Era um outono frio e triste. De olhos semi-fechados ela correu, num tom desesperado, até o corpo pálido de seu amigo. Ajoelhou-se e apoiou suas mãos naquele chão cinzento e sujo. Olhou a estátua mórbida que tinha virado o menino alegre que gostava de correr e jogar futebol na rua perto de sua casa. Quantas vezes eles não trocaram palavras de amor disfarçadas de ofensas e abraços calorosos mascarados de brigas sangrentas? Ele a amava. E apesar de xingá-la como num ritual diário, ele admitia sua admiração ao pedir por seus beijos sempre quando fazia algum favor a ela. E ela fazia caretas de nojo em resposta. "Nunca!" Ela dizia numa certeza sem fim. A verdade é que eles eram muito crianças para algo mais do que aventuras infantis: encontros rotineiros para roubarem frutas de uma fazenda afastada do bairro. E o romantismo era comer aquelas frutas mais do que podiam, até que uma dor de barriga os assaltasse como um ladrão oportunista. Mas era melhor do que sarrafos ao chegar em casa com comida furtada. Seus pais eram pobres, mas não ladrões.
Agora ele havia partido. E ela estava ali. Seus olhos correram sem controle pelo corpo dele, desejando que a vida se instalasse ali novamente. Pegou sua mão e chamou por seu nome. Silêncio. A morte chegou melancólica e levou a alma do garoto. Sua franja loura, que pendia para o lado, foi acertada pela menina, que chorava sem esperança. Seus lábios, molhados de lágrimas negras, se encontraram com os lábios secos e frios dele. O beijo selou uma real amizade e marcou uma triste despedida. Como ela queria um milagre... Fechou os olhos e esperou um instante. Quem sabe, quando ela os abrisse novamente, lá estaria aquele sorriso gostoso.
Mas, como havia de ser, nada aconteceu. Logo uma multidão se aproximou e ela foi afastada, se deixando levar. Não lutou contra se afastar daquela cena. Preferiu arrastar seus pés até em casa. Abraçou seu pai, o único que realmente a entendia, e deitou em sua cama. Chorou até que adormecesse de cansaço e sonhou. Com ele.
Seu melhor amigo teve o privilégio de estar nos sonhos dela, coisa que sempre desejou mas nunca conseguiu em vida. Agora ele estava em suas mente, rindo, falando besteira, jogando futebol no outro time e pedindo um beijo (insistentemente, como sempre fazia). Um sonho-despedida.

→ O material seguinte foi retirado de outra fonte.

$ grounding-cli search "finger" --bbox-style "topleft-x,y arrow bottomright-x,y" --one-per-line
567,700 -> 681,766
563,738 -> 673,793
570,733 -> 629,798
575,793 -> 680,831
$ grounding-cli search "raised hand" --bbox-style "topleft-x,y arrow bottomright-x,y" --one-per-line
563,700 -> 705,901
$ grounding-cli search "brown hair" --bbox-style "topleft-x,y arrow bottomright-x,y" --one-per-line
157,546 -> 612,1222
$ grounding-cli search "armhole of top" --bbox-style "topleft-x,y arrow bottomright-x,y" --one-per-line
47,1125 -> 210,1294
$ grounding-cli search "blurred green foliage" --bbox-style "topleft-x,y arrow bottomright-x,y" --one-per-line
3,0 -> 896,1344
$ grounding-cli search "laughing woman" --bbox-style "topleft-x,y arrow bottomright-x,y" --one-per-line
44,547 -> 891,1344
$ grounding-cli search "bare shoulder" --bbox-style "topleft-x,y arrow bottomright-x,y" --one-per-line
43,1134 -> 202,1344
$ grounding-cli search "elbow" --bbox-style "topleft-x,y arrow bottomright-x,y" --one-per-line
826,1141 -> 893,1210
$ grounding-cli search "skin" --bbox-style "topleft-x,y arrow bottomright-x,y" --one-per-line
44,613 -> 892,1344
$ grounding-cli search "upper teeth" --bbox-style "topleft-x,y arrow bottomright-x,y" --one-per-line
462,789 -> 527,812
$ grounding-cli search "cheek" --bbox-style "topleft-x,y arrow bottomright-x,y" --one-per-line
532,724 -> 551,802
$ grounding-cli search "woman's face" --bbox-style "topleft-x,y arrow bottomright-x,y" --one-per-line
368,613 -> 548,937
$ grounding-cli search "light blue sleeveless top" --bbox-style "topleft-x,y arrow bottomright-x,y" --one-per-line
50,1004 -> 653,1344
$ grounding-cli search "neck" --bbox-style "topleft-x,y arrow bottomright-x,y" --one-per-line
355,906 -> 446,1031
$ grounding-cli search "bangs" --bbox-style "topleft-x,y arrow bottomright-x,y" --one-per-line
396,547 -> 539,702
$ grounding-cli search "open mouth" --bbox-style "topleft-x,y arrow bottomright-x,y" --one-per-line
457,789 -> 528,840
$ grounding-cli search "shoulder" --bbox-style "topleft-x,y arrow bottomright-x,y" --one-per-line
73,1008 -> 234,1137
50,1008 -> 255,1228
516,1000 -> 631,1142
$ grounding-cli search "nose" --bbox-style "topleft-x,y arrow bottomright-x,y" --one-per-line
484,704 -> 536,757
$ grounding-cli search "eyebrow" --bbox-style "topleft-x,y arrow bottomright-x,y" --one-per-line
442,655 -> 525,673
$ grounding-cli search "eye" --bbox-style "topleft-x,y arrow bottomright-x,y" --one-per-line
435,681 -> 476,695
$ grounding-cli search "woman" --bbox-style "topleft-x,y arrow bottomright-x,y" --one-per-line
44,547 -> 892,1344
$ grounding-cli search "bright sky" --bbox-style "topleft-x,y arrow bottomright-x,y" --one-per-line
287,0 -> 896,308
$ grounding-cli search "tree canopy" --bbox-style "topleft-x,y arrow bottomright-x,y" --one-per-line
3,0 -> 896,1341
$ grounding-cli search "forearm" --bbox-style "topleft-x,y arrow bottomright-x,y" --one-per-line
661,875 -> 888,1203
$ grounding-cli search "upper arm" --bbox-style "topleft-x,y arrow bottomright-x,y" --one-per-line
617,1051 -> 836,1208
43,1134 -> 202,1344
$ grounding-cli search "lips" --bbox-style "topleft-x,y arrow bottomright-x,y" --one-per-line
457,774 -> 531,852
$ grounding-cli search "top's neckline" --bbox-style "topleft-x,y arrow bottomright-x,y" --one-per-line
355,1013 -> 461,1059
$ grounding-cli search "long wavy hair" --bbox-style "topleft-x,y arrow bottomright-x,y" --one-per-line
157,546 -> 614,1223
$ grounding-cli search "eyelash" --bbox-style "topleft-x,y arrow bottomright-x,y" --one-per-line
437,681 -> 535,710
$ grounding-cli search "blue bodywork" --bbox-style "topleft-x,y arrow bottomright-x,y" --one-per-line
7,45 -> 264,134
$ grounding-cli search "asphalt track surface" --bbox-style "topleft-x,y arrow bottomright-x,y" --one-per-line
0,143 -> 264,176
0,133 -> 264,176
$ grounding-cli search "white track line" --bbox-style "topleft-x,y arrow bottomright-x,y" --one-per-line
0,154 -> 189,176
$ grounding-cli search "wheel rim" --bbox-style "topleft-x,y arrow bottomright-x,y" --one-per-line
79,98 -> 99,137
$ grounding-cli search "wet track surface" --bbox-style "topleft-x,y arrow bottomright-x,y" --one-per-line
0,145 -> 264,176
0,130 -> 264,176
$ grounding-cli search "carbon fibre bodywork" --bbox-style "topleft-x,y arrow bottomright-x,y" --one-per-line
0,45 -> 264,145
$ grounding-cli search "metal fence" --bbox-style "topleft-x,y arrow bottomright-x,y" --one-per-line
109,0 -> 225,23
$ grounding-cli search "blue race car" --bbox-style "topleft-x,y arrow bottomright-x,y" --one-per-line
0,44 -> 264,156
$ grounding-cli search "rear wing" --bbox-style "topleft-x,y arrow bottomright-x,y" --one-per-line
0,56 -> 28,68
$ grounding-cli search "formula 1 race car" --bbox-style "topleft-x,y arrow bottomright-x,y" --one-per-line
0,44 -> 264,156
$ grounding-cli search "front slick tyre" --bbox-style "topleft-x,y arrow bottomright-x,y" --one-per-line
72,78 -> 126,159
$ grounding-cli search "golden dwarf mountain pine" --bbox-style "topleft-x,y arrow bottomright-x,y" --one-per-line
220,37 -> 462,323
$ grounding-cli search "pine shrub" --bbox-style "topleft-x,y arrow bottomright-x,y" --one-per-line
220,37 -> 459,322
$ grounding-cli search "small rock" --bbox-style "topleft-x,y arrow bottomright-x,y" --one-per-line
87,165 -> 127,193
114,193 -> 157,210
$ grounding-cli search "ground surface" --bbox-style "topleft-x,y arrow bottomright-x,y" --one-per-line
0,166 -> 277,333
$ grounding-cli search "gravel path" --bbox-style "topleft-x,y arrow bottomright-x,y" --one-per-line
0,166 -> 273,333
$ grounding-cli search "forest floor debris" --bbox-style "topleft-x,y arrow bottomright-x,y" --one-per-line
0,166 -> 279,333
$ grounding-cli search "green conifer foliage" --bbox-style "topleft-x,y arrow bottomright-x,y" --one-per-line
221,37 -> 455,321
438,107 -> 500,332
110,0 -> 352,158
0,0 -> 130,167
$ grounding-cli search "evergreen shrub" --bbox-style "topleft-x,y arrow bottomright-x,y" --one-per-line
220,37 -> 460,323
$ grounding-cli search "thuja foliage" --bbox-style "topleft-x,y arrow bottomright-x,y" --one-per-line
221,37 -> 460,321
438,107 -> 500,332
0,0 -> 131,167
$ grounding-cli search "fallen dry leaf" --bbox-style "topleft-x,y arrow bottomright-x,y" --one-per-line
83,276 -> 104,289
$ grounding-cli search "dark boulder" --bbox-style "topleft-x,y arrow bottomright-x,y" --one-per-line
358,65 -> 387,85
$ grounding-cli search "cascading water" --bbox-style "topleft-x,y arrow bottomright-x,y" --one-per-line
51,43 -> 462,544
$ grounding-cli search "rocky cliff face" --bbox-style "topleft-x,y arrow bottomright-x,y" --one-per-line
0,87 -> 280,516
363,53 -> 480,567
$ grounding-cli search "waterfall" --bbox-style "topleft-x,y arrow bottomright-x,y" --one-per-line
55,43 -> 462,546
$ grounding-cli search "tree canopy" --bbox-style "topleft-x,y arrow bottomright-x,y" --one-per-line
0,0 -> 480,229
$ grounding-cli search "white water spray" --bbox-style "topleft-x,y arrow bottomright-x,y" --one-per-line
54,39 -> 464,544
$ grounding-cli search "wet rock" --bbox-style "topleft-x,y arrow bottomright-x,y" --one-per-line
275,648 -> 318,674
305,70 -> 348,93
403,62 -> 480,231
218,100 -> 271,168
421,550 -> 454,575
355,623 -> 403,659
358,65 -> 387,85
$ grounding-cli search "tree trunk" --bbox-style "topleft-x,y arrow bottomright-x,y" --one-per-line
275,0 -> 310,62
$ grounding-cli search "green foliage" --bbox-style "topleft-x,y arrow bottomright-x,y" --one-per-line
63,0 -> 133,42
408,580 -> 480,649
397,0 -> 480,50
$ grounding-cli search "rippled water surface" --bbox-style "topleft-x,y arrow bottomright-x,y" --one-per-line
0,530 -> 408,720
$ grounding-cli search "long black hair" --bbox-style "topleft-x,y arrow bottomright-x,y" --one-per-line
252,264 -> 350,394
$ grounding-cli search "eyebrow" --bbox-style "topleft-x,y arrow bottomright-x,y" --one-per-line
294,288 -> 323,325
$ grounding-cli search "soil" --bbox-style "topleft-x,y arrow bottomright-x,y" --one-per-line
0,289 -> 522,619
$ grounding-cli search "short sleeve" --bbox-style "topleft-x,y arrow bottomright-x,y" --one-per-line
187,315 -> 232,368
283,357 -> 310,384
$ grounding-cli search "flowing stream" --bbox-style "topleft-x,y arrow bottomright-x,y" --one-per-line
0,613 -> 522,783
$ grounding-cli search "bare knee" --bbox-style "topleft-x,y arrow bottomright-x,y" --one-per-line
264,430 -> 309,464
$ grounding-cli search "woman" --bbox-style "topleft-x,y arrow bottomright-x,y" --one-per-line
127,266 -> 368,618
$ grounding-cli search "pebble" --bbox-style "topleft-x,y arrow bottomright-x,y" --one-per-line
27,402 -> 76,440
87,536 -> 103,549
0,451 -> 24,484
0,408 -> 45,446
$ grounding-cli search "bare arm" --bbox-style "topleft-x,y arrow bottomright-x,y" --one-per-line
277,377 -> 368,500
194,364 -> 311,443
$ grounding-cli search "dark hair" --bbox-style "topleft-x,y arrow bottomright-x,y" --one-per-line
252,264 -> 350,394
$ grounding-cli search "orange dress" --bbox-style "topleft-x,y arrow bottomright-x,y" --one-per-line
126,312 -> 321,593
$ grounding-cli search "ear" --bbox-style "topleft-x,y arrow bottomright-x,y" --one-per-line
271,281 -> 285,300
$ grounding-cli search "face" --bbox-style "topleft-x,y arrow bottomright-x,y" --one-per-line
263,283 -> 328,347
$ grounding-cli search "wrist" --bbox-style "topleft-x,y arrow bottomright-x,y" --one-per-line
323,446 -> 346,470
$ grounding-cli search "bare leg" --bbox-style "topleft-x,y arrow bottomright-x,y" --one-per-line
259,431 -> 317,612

Na manhã seguinte ela acordou com a cabeça doendo e demorou uns minutos até que se lembrasse do dia anterior. "Saukerl". Era como ela sempre o chamava: um xingamento constante. Foi o que pintou mais tarde no porão junto com as outras palavras difíceis de serem pronunciadas. Ali ficou olhando aquela palavra por horas até que a fome falasse mais alto.
"Adeus, amigo."
Apagou a luz do porão como se o apagasse de sua memória. Mas aquele filete de luz permaneceu por anos e anos. Ainda bem. Um primeiro amor não deve ser esquecido tão instantaneamente.
(Inspirado no livro "A menina que roubava livros" de Marcus Zusak. Título retirado de um trecho da música 'What Sarah said' do Death Cab for Cutie).